Among the dead, 65 were victims of a killer mudslide that buried a shanty town in the northern suburb of Ghatkopar on Wednesday, when three people died in a smaller mudslide elsewhere and three more drowned on Bombay's swamped streets.

Officials said the casualty list mounted Thursday with nine people "sucked into overflowing drains and drowned" in the suburb of Thane.

The rain finally abated on Friday, after a 48-hour deluge that wreaked chaos in Bombay and other areas of western Maharashtra state, as well as neighbouring Gujarat, where at least five people died.

At the Ghatkopar landslide site, rescue officials feared more bodies lay buried under the mass of mud and rock.

"The toll is likely to rise and many more people are still trapped in the debris," said additional municipal commissioner Gautam Chatterjee.

Chatterjee said initial rescue operations had been hampered by continued rain and the location of the disaster.

"The access road to the site was a small passage which cut through a row of houses and only one person could pass through the route," Chatterjee said.

"It was only after we had demolished some houses that a proper access for vehicles could be worked out."

Municipal officials called in the military to help dig for bodies.

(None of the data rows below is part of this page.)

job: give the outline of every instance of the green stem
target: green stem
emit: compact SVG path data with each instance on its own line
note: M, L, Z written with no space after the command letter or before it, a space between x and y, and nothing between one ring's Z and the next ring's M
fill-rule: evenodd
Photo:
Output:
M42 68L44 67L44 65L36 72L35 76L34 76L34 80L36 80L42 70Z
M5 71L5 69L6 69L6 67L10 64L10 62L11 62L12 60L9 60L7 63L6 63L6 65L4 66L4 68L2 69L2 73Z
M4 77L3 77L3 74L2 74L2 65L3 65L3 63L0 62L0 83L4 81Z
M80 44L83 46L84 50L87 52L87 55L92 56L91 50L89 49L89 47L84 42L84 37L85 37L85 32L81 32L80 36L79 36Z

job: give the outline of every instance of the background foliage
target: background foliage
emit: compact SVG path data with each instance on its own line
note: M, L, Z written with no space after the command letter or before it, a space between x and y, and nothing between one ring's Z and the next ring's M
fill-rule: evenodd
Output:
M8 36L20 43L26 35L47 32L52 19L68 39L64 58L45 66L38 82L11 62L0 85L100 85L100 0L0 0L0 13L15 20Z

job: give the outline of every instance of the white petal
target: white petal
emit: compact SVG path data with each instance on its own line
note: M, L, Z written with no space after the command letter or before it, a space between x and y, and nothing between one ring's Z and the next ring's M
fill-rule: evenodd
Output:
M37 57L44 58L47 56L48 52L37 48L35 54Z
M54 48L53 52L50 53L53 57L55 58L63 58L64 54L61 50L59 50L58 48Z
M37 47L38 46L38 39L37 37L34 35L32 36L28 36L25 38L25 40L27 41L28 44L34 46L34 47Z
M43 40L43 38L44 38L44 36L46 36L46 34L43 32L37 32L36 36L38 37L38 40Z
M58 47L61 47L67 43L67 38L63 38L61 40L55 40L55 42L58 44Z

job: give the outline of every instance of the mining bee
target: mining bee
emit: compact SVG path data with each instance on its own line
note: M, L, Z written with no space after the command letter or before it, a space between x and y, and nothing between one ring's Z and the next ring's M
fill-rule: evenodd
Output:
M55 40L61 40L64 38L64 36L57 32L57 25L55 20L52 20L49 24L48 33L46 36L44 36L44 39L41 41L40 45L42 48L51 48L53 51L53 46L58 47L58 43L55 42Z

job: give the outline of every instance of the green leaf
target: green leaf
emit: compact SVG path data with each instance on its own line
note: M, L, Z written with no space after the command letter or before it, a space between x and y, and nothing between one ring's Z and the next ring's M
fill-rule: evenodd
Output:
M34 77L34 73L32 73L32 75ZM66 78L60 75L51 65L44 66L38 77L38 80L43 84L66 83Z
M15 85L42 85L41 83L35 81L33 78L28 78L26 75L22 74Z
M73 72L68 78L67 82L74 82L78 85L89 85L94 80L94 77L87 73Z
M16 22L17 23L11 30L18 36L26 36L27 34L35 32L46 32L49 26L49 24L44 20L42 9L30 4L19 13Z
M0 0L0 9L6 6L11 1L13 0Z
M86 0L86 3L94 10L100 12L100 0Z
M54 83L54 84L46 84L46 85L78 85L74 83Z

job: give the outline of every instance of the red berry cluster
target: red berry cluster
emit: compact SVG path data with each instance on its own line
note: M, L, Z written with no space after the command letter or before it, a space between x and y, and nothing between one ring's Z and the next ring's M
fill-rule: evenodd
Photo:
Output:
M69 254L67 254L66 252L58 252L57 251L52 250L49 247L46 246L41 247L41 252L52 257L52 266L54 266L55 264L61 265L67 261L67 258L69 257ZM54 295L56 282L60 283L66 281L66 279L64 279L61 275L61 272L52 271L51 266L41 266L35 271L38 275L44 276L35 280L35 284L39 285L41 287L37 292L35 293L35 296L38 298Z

Another official involved in the rescue work who did not want to be named said at least 200 bodies could still be buried.

The majority of those killed were slum-dwellers living on a hillside. Slum dwellers account for 60 percent of the city's population of 12 million people.

The rains disrupted transport, power supplies and communications systems across the city, with schools and colleges acting as shelters for the stranded and homeless.

Office workers, who predominantly use the suburban rail network, had been stuck in trains for hours with flooded tracks making it impossible for them to walk to safety.

Meteorologists said the rains were caused by a low pressure area over the Bay of Bengal and the eastern coast of India.